L’Essor : Vos mandats de dépôt décernés récemment contre plusieurs célébrités ont fait couler beaucoup d’encre et de salive. Certains compatriotes vous taxent d’abuser de votre pouvoir. Comment appréciez-vous ces accusations ?
Idrissa Hamidou Touré : Je suis un magistrat. J’appartiens à un pouvoir permanent. C’est à la loi seule et à ma conscience professionnelle que je dois rendre compte et surtout pas à des gens libres et indépendants par vices plutôt que par vertus, qui se veulent la médiocrité, le désordre et l’anarchie érigés en mode de vie. Dans un pays où l’on justifie, trouve des excuses à l’immoralité, à l’indécence, à la transgression des valeurs sociétales, que voulez-vous que nous répondions à ceux qui pensent que nous en faisons trop contre les adeptes des injures grossières, du désordre et de l’impunité. C’est à ceux qui sont sensibles au respect de nos us et coutumes, à la dignité, à l’honneur, que nous devrons des excuses si l’on ne fait pas assez pour rétablir l’ordre.

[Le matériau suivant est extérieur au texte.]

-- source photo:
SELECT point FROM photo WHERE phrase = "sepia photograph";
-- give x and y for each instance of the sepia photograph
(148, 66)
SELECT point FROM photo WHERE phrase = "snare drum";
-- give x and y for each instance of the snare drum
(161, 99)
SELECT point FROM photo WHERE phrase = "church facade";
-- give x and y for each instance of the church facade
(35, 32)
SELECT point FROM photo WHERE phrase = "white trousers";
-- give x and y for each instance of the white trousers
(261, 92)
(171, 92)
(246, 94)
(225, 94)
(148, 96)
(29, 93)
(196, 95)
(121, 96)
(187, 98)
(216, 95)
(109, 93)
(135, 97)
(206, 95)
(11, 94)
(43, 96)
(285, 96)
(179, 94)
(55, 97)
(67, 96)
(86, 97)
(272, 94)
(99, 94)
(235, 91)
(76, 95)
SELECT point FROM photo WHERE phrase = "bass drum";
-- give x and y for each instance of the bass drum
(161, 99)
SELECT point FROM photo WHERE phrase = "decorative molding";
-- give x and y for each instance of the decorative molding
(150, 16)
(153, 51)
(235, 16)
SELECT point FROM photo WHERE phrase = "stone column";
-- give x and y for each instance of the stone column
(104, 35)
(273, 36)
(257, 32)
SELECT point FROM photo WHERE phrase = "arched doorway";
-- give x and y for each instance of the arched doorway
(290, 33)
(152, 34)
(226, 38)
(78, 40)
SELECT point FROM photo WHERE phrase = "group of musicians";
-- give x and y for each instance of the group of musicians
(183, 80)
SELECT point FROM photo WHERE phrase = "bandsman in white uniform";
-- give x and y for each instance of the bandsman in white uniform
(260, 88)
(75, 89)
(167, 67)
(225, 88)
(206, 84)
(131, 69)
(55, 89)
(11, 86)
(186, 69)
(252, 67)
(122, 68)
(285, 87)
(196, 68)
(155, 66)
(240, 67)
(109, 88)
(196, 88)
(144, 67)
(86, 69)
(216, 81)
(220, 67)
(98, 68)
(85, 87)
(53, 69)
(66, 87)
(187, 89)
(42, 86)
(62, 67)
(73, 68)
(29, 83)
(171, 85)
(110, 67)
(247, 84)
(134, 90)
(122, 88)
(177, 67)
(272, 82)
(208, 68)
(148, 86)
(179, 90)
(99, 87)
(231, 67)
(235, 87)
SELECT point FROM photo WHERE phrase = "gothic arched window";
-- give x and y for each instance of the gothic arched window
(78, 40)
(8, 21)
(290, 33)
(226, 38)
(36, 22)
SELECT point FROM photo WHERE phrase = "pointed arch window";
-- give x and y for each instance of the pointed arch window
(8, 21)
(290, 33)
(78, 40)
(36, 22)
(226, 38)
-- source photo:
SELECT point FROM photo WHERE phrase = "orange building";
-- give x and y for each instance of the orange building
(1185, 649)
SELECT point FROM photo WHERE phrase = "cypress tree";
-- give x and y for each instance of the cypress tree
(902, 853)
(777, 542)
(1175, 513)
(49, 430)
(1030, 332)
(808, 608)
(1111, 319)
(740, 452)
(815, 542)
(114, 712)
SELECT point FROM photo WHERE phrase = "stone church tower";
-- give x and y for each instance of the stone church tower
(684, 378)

On ne tombera dans aucun abus, plaise à Dieu parce que nous savons jusqu’où l’injustice peut conduire un homme. Je l’affirme avec certitude et sous serment. Je peux me tromper parce que je reste humain, mais je répugne l’abus de pouvoir, l’injustice, voire le désordre. Ceci étant, nul ne bénéficiera de frilosité ou de passivité de notre part. L’impunité, sous toutes ses formes, sera rigoureusement combattue. Jamais, depuis Soumangourou Kanté jusqu’à Moussa Traoré, le Mandé n’a été gouverné dans le laxisme, le laisser-aller… Le Mandé se gouverne par autorité et rigueur. C’est cela notre culture et tous ceux qui ont voulu déroger à cette règle ont échoué.
L’Essor : Quid de nos compatriotes établis à l’extérieur qui transgressent cette loi à travers des dérives sur le cyberespace ?
Idrissa Hamidou Touré : On a pris langue avec les autorités judiciaires compétentes de leurs lieux actuels de résidence et des procédures d’extraditions sont en cours contre certains d’entre eux. C’est bien malheureux pour eux. Car, ils auraient pu travailler et gagner dignement leur vie et dire à ceux qui les sollicitent pour injurier de le faire eux-mêmes. De toute façon, quand ils seront là, on saura qui les finance car ils passeront certainement aux aveux. Chacun est responsable de ce qu’il fait, et on ne lâchera rien pour que justice soit rendue aux victimes, toutes les victimes.
L’Essor : Comment faut-il se comporter sur les réseaux sociaux sans se faire prendre par la loi sur la cybercriminalité ?
Idrissa Hamidou Touré : Il faut y jouir de ses droits et libertés dans le strict respect de ceux des autres. C’est aussi simple que ça.